If you're Tom Brady, you are fully excused because you can get away with it. The rest of that list isn't what you'd call "good company." Keenum and Peterman combined for five interceptions, you may recall.

I'm not down on Garoppolo's prospects the rest of the year, but he's too risky to be considered a bounce back candidate in Week 2 unless we're sure he has his full complement of receivers and the team can find some semblance of reliable running game.

RUNNING BACKS

Derrick Henry, Tennessee Titans
My disdain for Henry this particular week isn't about him or my belief that he will continue to play second-fiddle to Dion Lewis or that he's a touchdown/big play-dependent option that shouldn't be counted on in PPR leagues. No, this is more about his supporting cast. If Marcus Mariota is out for any chunk of the game and Blaine Gabbert is forced into action again, that's bad for the whole Titans offense. For his brief career, Henry totals almost four times more yardage in the second and four quarter of games as the first quarter. He averages over five Y/A toward the end of either half, as opposed to 2.2 Y/A in the first and 3.8 in the third quarter. Oh, and almost half his career yards have come on big-chunk plays near the end of games where Tennessee was winning.

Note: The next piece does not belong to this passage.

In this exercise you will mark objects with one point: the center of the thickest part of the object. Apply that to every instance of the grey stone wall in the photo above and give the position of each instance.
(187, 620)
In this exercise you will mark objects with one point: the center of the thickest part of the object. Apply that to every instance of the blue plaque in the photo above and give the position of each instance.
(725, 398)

All this points to the fact he is one of the most game script-dependent running backs in the league. Last week should have been a positive for him but things soured unexpectedly for the Titans. This week, they face a Texans team with JJ Watt, Jadveon Clowney and a tough linebacker group. Unless Deshaun Watson lays an egg and puts his team in a hole early, Henry can't be counted on. It'll take a missed tackle or a fluky goal-line score for him to give you anything.

WIDE RECEIVERS

Quincy Enunwa, New York Jets
This isn't homerism, I swear! While the Dolphins have a long way to go before they can be qualified in any way as "good," they do have an underrated secondary led by Reshad Jones. As the slot man and TE-hybrid, Enunwa should be covered by first-round pick Minkah Fitzpatrick, who has a solid debut. Both Jones and Kiko Alonso will help out in coverage as well. Sam Darnold seems to have a special rapport with Enunwa, posting the 17th-highest share of his team's Targeted Air Yards, but he might find it easier to look to the outside receivers this week, in addition to the fact that the Jets should be able to run inside fairly well against a depleted Dolphins D-line. There's also a good chance the Jets don't get away with stealing their opponent's hand signals again now that they've given away the secret to their success.

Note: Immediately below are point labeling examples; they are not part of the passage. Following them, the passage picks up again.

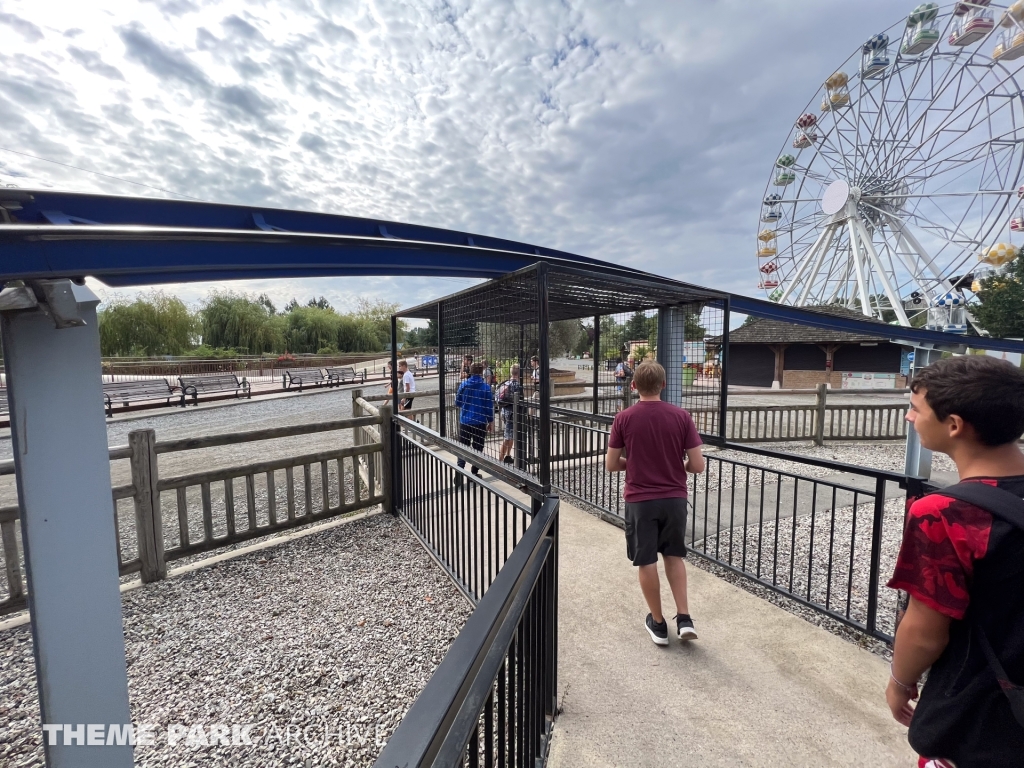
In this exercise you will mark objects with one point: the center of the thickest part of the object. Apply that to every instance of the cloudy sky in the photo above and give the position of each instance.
(637, 131)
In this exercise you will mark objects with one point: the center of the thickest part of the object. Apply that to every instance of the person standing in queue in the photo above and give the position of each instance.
(475, 401)
(408, 385)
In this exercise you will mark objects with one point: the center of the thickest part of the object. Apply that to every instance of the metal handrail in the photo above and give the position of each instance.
(517, 479)
(442, 718)
(717, 441)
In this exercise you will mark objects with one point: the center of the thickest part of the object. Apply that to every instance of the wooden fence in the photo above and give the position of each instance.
(219, 508)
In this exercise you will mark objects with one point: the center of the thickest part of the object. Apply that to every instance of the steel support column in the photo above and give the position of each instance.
(595, 356)
(544, 450)
(58, 435)
(441, 400)
(723, 399)
(671, 351)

Tyler Lockett, Seattle Seahawks
Out of the numerous start/sit questions I've answered so far this week, a large number of those have included Lockett as a flex option. He's not a strict avoid for me this week, but the "next man up" theory doesn't necessarily work if that player is in a different role. Doug Baldwin's targets have to go somewhere, but Lockett's role as the slot receiver won't change. I expect more Brandon Marshall and more screens to the RBs, but not a big bump to Lockett, who averages under three receptions per game for his career. Add an angry Bears defense to the mix and I'm not counting on much from any Seahawk this week, Russ included.

TIGHT END

Kyle Rudolph, Minnesota Vikings
We outlined the reasons to be concerned about Rudolph in our TE Start/Sit video already, but for those who prefer the written word, here's a brief summary. Although he was on the field for 83% of offensive snaps and remains the clear TE1, he was targeted just twice in Kirk Cousins' first game as a Viking. The other two tight ends, David Morgan and Ty Conklin, combined for an equal share of targets. One game is a small sample, but we can't assume Cousins will love throwing to the tight end as much as he did in Washington. After all, he's got legit receivers now. The Packers were also the fifth-stingiest defense against tight ends last year, so the matchup does him no favors.

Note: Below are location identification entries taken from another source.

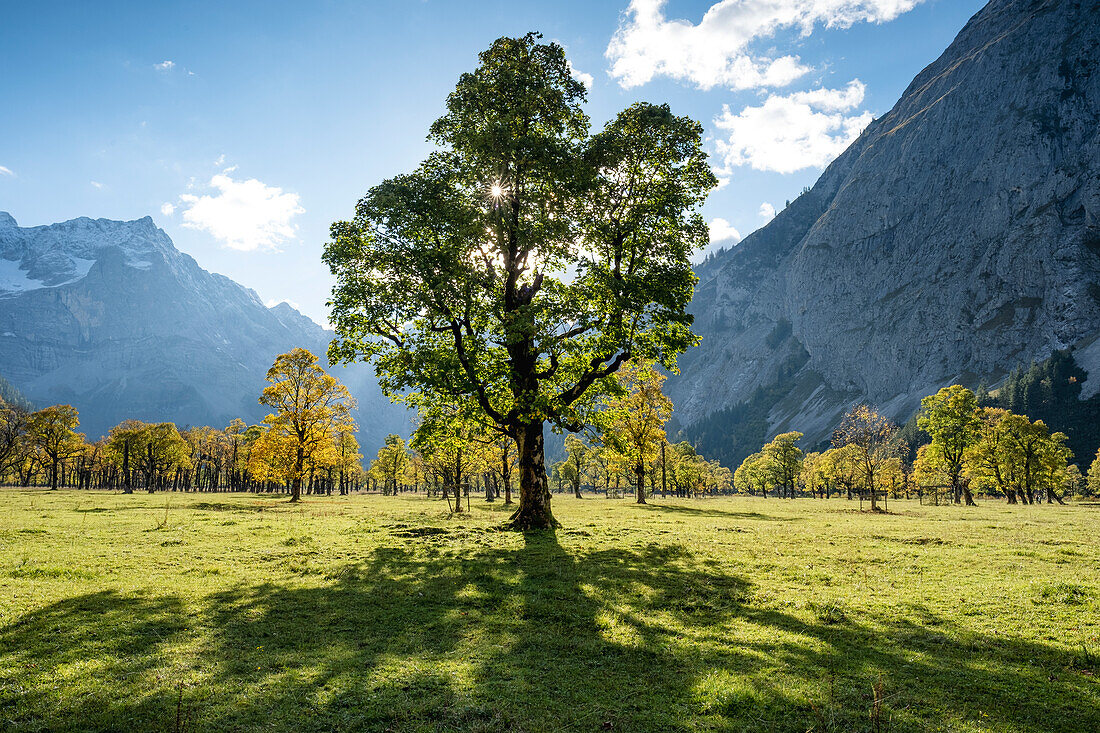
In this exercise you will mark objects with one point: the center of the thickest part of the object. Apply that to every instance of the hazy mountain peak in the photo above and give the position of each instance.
(110, 317)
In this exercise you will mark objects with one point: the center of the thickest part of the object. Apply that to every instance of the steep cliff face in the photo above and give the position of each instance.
(958, 237)
(110, 317)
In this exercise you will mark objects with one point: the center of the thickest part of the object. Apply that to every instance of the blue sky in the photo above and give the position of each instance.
(245, 128)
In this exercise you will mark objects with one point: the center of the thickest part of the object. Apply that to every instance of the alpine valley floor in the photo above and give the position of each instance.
(215, 612)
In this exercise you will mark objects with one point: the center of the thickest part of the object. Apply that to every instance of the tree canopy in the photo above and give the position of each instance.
(525, 260)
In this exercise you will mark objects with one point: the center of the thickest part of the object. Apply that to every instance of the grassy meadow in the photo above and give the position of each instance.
(219, 612)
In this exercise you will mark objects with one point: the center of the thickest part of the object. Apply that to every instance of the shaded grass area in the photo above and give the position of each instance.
(382, 613)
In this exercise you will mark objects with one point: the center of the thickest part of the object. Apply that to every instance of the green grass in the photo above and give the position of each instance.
(245, 613)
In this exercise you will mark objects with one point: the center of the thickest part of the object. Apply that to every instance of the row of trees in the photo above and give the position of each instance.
(972, 449)
(307, 442)
(455, 452)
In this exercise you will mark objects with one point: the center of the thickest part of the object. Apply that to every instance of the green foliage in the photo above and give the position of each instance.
(738, 614)
(448, 279)
(1049, 391)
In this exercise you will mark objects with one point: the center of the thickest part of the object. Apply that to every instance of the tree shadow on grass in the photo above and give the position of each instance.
(432, 636)
(705, 511)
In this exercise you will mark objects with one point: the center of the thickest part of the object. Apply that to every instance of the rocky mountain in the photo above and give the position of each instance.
(110, 317)
(958, 237)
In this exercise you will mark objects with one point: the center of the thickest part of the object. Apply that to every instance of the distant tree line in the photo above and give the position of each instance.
(972, 450)
(454, 453)
(307, 444)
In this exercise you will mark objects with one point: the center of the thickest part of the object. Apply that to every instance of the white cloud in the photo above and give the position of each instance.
(580, 76)
(244, 215)
(716, 52)
(789, 133)
(722, 230)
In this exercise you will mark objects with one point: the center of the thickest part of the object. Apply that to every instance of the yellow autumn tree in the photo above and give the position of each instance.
(634, 419)
(310, 408)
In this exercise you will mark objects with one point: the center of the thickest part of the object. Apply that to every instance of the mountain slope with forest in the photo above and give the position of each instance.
(109, 316)
(956, 239)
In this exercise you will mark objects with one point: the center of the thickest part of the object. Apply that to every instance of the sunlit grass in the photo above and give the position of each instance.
(243, 612)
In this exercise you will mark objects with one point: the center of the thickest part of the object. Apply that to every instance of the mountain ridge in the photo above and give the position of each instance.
(956, 238)
(111, 317)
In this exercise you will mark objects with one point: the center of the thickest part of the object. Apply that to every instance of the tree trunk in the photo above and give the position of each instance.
(534, 512)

Jimmy Graham, Green Bay Packers
On the flip side, I'm even more pessimistic about Graham. He was on the field all game long, but caught two of four targets for eight yards only. The emergence of Geronimo Allison (eight targets) and re-appearance of Randall Cobb (10 targets, went HAM) may relegate Graham to a red zone specialist. That's not a bad thing in standard leagues if you stream tight ends, but if you have a better option this week than Graham vs. Vikings, go for it.